Tra coloro che hanno partecipato alle dimostrazioni per lo sciopero di venerdì 12 dicembre si contano forse numerosi elettori potenziali per lo sviluppo di una nuova ampia formazione politica… Chi volesse … potrebbe trarre indicazioni utili da quanto accade … in Spagna. Podemos” sembra per così dire nato dal nulla. Fondato nel gennaio 2014 da una trentina di persone provenienti da diversi partiti, intellettuali, esponenti di movimenti, coordinate dal trentenne Pablo Iglesias Turrión, appena quattro mesi dopo raccoglie abbastanza voti da mandare a Strasburgo cinque eurodeputati. Al presente viene accreditato di oltre il 27 per cento dei voti, quasi due punti in più dei socialisti e ben 7 in più rispetto ai popolari”.

A differenza del M5S, i leader sono persone di alta competenza, accademici, e leader sociali impegnati e motivati; c’è insomma rispetto per la gerarchia qualitativa, che alza il livello dei programmi e rende credibile le soluzioni. Il programma economico è keynesiano, perciò in grado di risolvere la crisi occupazionale (e ridurre il debito nel medio termine). Il programma istituzionale è fortemente ‘democratico’; attento a portare una sfida costruttiva e mirata alla dittatura tecnocratica europea. Non si abbandona a vagheggiamenti massimalisti sulla democrazia diretta (ma alcuni strumenti di democrazia diretta vengono promossi). Non ci sono leader dei vecchi partiti, non ci sono figure ideologiche che mirano a ‘rifondare il comunismo’ o altre balle (se ci sono danno una mano dietro le quinte, con generosità). L’impostazione è socialdemocratica, cioè spostata verso il centro ed in grado di accogliere e sintetizzare gli interessi di molti. Il Patto sociale che si propone agli spagnoli è orientato alla crescita, non alla redistribuzione.

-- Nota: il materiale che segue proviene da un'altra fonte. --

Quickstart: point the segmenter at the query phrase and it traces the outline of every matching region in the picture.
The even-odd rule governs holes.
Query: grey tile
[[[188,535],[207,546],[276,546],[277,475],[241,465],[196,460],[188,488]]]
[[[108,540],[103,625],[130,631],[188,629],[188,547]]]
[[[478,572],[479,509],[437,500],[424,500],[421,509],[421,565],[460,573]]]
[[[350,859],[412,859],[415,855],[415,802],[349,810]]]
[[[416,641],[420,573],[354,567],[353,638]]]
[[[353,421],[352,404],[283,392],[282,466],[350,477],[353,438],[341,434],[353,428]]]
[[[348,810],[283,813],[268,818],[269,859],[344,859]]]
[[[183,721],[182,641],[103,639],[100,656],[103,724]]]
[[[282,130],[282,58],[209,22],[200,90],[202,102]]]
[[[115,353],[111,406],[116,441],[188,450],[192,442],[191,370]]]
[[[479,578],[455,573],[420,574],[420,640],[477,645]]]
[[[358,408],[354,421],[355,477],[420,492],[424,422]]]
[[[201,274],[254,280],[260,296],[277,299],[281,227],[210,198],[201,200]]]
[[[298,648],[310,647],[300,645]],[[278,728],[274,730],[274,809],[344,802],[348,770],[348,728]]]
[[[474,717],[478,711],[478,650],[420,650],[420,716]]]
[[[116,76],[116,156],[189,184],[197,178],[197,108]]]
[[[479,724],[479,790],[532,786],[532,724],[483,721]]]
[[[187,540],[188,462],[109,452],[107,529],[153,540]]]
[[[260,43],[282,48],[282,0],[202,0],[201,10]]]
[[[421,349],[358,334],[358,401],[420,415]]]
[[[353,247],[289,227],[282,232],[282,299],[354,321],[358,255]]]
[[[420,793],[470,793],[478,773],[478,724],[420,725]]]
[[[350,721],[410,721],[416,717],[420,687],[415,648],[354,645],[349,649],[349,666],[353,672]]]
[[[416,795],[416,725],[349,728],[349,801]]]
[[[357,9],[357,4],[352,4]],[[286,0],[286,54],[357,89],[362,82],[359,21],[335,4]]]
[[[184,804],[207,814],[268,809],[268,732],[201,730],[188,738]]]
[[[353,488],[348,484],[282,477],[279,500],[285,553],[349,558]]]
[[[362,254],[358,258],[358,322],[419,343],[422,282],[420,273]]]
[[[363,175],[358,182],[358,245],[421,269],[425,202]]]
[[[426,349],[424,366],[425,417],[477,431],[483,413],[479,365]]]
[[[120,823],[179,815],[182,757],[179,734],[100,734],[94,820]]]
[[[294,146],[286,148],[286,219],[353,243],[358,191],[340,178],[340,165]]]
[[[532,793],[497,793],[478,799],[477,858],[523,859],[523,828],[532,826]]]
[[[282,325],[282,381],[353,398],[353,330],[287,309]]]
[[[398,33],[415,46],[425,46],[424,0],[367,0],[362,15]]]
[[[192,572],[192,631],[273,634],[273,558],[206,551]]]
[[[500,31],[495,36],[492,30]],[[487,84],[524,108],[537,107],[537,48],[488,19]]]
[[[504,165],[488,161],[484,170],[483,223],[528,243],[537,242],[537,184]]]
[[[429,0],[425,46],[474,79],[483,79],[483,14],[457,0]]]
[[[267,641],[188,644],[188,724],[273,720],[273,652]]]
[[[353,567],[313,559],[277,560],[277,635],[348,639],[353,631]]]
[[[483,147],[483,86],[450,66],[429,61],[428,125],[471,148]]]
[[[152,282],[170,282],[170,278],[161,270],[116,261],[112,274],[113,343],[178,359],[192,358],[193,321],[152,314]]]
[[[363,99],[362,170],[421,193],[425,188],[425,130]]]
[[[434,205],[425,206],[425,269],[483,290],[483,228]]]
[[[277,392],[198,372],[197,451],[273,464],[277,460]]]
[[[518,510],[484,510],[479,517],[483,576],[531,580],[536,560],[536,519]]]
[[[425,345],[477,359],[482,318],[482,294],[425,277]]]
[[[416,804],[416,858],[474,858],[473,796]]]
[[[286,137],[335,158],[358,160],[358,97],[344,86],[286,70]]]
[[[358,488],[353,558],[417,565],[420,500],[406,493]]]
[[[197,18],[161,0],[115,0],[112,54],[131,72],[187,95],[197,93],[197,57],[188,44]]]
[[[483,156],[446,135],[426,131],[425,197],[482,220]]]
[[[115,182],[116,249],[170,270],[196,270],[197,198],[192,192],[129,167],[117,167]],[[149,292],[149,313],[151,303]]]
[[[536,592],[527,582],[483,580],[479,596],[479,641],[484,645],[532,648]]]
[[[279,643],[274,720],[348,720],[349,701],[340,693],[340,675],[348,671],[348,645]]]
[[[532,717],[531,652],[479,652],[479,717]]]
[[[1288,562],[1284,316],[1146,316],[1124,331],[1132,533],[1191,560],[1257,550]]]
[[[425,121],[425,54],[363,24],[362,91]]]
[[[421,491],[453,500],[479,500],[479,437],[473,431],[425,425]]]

Anche in Italia, il programma potrebbe nascere dall’incontro fra gli intellettuali e gli stakeholders di varie questioni sociali. Lo Statuto della nuova formazione può nascere (per partenogenesi?) da quello del Pd ma opportunamente emendato da quei cinque o sei meccanismi che ne svuotano la natura democratica. La rete può dare un contributo decisivo. Il finanziamento può nascere da 100.000 Euro di tre benefattori iniziali seguiti da un crowfunding condizionale (‘Se arriva un milione entro tre mesi continuiamo, altrimenti vi restituiamo i soldi’). I soldi sono necessari per fare politica nazionale: arriveranno se la nuova formazione è basata sull’autentica partecipazione democratica, non sull’assemblearismo. Ma solo energie giovani possono realizzare un sogno come questo. Podemos!